A young girl named Lucinda during the late 1950s was given an assignment by her teacher, along with the rest of the class, to draw a picture about what they thought the future would look like and their pictures would be put into a time capsule.
While the rest of the class was drawing rocket ships and flying cars, the young girl was writing down a series of numbers on her piece of paper that strange voices in her head were telling her. To the teacher it was just random numbers written down by a disturbed child, but when investigated, the numbers were actually dates as Ted Myles (Nicholas Cage) would find.
The numbers weren’t only dates, though. They were dates of catastrophic events, with the death toll and location where it happened. The numbers dated all the way back to the 1950s and ran on into present day where Cage would find the date for the end of the world.
Sounds good, right?
How will Cage prevent the end of the world? Who will believe that he knows when it’s going to happen? It was all great, until it started to unveil that aliens were involved in the movie.
Ted’s son Caleb starts to hear the voices that Lucinda heard, and soon enough those who have been speaking to him show themselves. They make it clear that they are always watching and following Caleb where he goes. While that is going on, Cage is busy trying to figure out how to prevent the world from ending.
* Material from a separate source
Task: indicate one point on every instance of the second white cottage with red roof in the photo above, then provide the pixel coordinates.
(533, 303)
Plane crashes, car accidents, and subway collisions were all disasters he tried to stop, but the numbers kept playing out without his being able to stop them at all.
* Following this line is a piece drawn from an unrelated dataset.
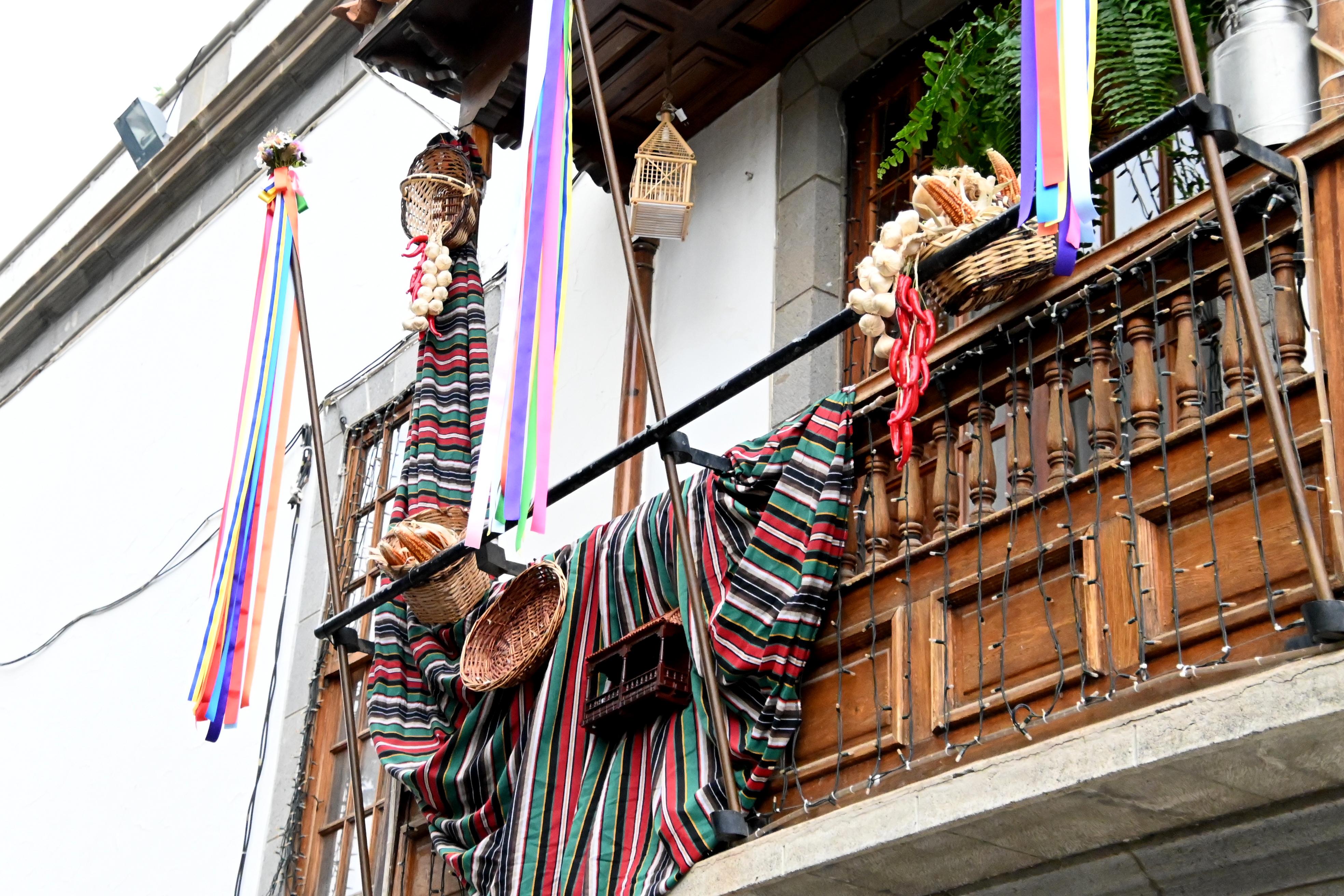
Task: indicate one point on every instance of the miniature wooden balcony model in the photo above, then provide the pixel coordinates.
(650, 671)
He constantly asks, “Why was I given these numbers if I can’t help anyone?” The real reason was to protect his son. All the events led up to the end of life on earth, but some, called “the chosen ones,” were saved to start life again on another planet.
In this movie, the aliens turned out to be the good guys. They were there to save some of us while the other millions burned alive. The ships in the movie were huge, too, but they only carried two children (and two bunnies) that Cage was taking care of in the end. The ending was horrible. It looked like they were trying to make the kids the new Adam and Eve.
I’ll give this movie two stars for the beginning. It was a great idea, but it lost what it had when the plane crashed.